A Tool for the Job

  • Comments posted to this topic are about the item A Tool for the Job

    Best wishes,
    Phil Factor

  • Search is one of those things where you'd expect an RDBMS to be much stronger than it actually is. Any form of data repository is only as good as the mechanisms by which you can find and retrieve stuff.

    I haven't had time to experiment with SQL2012 Semantic Search yet but certainly up to SQL2008R2 full-text search didn't do quite what I wanted it to do.

    The other point is are the products that we think of as RDBMS just RDBMSs?

    Yes they retain that core strength but are they now becoming metadata management systems, in which case

    I agree with the author on the following

    • Log Analysis
    • Email:w00t:
    • ACL
    • High Frequency Training - That's why M$ Stream Insight is so compelling

    I think the following fall under the "It Depends" category:-

    • Search - Lots of pain with external search and keeping it up-to-date
    • Media Repository - Remote Blob Storage
    • Recommendations - It really depends what you are trying to do
    • Product Catalog - Didn't understand his point

    The rest of it I don't have an opinion on.

    As a general comment I've had developers say to me "this can't be done in SQL Server" or "SQL Server isn't good at doing 'x'". When I've looked at the particular problems not only can it be done but it can be done well it was just a case that they lacked the knowledge/experience to solve their problem.

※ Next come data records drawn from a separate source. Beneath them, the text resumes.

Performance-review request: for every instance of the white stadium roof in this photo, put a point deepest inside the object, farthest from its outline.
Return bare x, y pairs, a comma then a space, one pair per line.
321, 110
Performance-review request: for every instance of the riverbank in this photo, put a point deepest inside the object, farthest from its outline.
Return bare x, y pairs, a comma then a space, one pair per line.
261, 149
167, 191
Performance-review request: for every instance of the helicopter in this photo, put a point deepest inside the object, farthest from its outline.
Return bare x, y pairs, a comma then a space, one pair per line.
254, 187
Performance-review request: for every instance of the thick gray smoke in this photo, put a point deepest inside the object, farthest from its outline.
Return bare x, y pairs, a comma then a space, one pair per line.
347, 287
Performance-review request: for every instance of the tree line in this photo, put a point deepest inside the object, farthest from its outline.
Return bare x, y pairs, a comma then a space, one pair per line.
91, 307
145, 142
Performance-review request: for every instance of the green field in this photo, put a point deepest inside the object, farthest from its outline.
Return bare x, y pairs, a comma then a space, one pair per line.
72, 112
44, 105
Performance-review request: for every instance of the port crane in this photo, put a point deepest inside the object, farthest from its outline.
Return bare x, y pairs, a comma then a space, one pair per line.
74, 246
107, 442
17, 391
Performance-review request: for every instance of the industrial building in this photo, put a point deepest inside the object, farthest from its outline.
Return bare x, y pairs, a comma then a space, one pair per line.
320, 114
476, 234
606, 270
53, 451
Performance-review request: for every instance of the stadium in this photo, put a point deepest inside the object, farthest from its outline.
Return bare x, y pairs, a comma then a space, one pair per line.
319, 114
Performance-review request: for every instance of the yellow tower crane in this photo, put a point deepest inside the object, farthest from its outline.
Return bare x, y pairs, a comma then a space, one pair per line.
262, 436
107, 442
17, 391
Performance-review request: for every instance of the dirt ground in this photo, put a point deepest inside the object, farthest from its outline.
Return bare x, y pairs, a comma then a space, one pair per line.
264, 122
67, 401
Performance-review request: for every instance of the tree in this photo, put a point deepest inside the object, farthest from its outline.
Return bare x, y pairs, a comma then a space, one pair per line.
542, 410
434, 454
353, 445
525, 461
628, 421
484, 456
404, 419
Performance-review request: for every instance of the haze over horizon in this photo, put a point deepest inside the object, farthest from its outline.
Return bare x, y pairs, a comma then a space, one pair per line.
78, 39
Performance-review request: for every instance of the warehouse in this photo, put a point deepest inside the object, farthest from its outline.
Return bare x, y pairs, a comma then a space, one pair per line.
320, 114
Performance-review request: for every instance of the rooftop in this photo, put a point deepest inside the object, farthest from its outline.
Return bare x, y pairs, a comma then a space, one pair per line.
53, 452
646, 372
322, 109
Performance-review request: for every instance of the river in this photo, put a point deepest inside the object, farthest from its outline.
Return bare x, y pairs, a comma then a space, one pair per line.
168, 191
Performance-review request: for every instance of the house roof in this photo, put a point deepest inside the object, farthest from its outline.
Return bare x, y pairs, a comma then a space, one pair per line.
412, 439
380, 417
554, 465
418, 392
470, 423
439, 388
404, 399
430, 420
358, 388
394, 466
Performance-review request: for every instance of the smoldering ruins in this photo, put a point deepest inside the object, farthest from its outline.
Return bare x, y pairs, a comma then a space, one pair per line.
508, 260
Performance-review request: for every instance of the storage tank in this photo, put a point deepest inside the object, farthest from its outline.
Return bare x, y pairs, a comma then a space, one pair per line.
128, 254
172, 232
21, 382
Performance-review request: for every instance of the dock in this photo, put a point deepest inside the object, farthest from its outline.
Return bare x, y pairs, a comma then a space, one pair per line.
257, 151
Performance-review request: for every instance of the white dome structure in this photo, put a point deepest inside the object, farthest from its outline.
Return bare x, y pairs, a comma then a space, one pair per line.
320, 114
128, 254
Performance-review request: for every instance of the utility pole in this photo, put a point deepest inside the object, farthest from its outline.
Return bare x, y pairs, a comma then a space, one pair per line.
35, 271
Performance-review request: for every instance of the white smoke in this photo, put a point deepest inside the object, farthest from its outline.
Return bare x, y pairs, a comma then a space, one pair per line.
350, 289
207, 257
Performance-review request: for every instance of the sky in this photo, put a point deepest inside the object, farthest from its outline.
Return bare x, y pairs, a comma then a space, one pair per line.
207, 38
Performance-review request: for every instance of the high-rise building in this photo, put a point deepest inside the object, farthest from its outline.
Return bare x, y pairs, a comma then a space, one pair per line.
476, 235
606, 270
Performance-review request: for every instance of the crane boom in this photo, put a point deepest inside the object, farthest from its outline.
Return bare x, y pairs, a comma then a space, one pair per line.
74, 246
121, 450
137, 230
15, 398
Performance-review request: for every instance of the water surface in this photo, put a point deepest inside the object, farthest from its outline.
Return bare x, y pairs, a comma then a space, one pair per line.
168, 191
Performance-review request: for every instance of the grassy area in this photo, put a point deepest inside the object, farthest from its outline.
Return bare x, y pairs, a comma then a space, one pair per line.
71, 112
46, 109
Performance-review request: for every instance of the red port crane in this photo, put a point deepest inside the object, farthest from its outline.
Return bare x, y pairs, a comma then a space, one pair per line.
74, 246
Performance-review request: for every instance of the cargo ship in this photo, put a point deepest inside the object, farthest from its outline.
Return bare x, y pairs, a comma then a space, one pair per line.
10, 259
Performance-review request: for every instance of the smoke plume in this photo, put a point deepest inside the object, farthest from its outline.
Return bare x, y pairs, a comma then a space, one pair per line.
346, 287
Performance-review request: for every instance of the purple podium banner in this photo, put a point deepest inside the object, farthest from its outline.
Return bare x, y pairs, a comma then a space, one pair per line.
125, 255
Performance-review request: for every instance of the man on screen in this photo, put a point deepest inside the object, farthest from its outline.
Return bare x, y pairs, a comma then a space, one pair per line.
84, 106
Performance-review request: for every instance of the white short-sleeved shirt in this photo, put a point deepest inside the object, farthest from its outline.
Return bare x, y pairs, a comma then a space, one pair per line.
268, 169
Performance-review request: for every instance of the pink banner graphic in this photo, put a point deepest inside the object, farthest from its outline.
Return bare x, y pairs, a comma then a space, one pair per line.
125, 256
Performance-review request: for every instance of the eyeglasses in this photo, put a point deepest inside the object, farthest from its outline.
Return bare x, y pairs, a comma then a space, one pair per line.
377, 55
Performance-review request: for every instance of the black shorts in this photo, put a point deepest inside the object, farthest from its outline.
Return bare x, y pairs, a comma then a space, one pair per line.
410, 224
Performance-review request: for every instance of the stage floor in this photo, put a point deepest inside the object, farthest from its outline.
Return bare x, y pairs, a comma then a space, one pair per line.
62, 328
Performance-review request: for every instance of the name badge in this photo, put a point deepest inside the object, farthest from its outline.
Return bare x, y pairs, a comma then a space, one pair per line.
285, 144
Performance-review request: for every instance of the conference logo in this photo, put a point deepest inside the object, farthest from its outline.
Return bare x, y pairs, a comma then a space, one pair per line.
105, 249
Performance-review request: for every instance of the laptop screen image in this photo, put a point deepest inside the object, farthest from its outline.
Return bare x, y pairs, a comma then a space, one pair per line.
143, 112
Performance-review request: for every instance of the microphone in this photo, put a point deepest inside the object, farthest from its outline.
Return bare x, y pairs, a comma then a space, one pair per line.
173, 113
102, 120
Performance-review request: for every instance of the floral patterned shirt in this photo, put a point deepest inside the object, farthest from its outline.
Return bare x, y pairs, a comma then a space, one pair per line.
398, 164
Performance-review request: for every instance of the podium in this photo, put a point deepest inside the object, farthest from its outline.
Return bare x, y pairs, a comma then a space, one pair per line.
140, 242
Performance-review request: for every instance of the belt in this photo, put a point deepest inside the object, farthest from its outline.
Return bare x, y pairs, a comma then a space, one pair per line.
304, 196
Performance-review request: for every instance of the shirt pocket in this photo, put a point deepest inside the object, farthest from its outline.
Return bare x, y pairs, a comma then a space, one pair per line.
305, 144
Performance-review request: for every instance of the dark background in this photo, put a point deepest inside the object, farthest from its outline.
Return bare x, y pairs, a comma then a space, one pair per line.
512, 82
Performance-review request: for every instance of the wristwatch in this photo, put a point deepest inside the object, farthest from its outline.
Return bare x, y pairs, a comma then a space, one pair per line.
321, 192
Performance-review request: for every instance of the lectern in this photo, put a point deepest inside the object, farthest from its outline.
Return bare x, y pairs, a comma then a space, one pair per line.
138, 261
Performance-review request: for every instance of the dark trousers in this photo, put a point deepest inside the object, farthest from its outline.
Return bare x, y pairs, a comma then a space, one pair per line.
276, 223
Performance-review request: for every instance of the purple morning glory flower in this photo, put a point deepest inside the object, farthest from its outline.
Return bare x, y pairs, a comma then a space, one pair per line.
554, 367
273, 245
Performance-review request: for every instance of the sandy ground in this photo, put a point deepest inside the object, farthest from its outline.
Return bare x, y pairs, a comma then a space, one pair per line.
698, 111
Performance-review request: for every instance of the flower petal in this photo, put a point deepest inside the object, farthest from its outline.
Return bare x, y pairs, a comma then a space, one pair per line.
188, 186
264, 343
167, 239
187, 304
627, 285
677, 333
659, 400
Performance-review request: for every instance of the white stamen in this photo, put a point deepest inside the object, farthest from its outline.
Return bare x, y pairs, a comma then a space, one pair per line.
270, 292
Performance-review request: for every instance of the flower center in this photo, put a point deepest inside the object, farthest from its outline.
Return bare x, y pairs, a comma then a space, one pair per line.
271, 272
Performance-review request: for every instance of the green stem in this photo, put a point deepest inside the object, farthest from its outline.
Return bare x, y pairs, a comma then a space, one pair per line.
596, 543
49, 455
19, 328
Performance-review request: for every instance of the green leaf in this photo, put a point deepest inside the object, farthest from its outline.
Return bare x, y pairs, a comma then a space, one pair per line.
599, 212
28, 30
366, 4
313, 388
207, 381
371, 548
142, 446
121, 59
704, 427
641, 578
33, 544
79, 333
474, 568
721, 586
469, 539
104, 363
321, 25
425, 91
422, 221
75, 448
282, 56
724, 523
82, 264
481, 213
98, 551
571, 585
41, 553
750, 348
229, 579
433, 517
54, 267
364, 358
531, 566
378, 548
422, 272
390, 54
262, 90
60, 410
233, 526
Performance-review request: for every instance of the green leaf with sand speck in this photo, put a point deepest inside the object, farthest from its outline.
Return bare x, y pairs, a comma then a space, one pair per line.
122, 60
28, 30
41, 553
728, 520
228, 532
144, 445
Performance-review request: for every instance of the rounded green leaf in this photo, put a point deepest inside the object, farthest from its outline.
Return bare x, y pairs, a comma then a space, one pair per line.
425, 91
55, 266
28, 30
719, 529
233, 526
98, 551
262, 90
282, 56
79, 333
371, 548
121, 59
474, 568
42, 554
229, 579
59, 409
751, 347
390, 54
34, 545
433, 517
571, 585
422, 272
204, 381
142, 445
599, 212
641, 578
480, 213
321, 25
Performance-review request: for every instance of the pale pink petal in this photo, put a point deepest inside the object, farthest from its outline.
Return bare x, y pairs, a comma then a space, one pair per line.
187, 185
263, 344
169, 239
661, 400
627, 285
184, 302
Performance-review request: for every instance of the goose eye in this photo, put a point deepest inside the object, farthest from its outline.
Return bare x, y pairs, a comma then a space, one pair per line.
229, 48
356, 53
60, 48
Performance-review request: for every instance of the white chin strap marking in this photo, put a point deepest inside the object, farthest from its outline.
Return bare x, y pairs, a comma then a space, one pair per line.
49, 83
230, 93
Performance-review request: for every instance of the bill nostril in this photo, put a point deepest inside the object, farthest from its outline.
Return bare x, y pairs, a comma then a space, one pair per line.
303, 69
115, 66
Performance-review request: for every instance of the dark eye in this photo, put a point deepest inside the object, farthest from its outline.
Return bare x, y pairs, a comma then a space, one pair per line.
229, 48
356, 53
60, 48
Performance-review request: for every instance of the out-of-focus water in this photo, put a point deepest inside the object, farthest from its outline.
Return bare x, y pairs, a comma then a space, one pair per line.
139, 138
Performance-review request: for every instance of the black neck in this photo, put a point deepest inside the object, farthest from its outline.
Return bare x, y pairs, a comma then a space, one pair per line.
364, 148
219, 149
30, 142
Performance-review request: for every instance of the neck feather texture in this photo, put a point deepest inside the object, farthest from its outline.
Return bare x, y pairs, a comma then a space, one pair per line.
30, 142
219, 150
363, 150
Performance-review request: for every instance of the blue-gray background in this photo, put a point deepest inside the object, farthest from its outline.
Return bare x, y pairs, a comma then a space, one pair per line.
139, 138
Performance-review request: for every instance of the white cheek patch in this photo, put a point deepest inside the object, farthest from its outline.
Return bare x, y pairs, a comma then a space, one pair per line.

    One thing you have to watch out for with NoSQL are the hidden costs. Yes they can scale to Jupiter and back but expect to have to scale out much earlier and with the associated costs.

    Obviously you can run your systems in the cloud but that decision brings its own complexities.

  • Looking at the list from an SQL Server RDBMS view:

    Search: I agree that there are products that are much better than the built in FT-engine in SQL Server, but if your FT needs are simple (simple stemming and ranking) then the built in is good enough. I have played a little bit with Apache Solr and it does have a LOT mure functionality (better stemming, faceting, ranking, typing correction, suggestions etc) than SQL Server FT, but it takes a lot more time to configure (xml files, xml files, xml files). Then there is the issue of keeping an external FT engine in sync with the RDBMS.

    Times series/high frequency logging: Definately not a job for a RDBMS. Sure you can get decent perfomance for the actual logging for a small number of tags, but when it comes to reading this data and performing calculations on them, performance goes down the drain. A product like OSIsoft PI can easily store 10, even 100 of thousands of values a second on reasonable hardware. It is designed for this purpose only, and it does it well.

    Storing large amouns of unstructede data: Agreed. Not something a RDBMS can do well.

    ACL: This is actually a bit funny. We implemented ACL (groups and accounts synced from AD with FIM every five minutes) on our internally developed document management system (running SQL Server 2005) about nine months ago.

    The requirements: A user should be able to grant or deny permissions (read, write, read ACL, write ACL) to multiple groups or users on any case, document or file (not a real file, just our internal representation of a file). A document belong to a case, and a file to a revision on a document. Permissions should be inherited from case to document to file if the "inherit permissions" on the document or file is set. Both direct and indirect group memberships should work. The hardest part: Performance from a user view must not be affected, and the ACL inheritance from case to document to file should be done instantly.

    An ACL change on a case can propagate to as much as 50.000 documents and a few houndred thousand files. How can this be done without affecting performance (again, from a user view). We didn't want the user to wait until the ACL had propagated to all objects that inherit from this object. Have you ever tried making a change to a root folder with thousands of subfolders and files in Windows? Takes forever.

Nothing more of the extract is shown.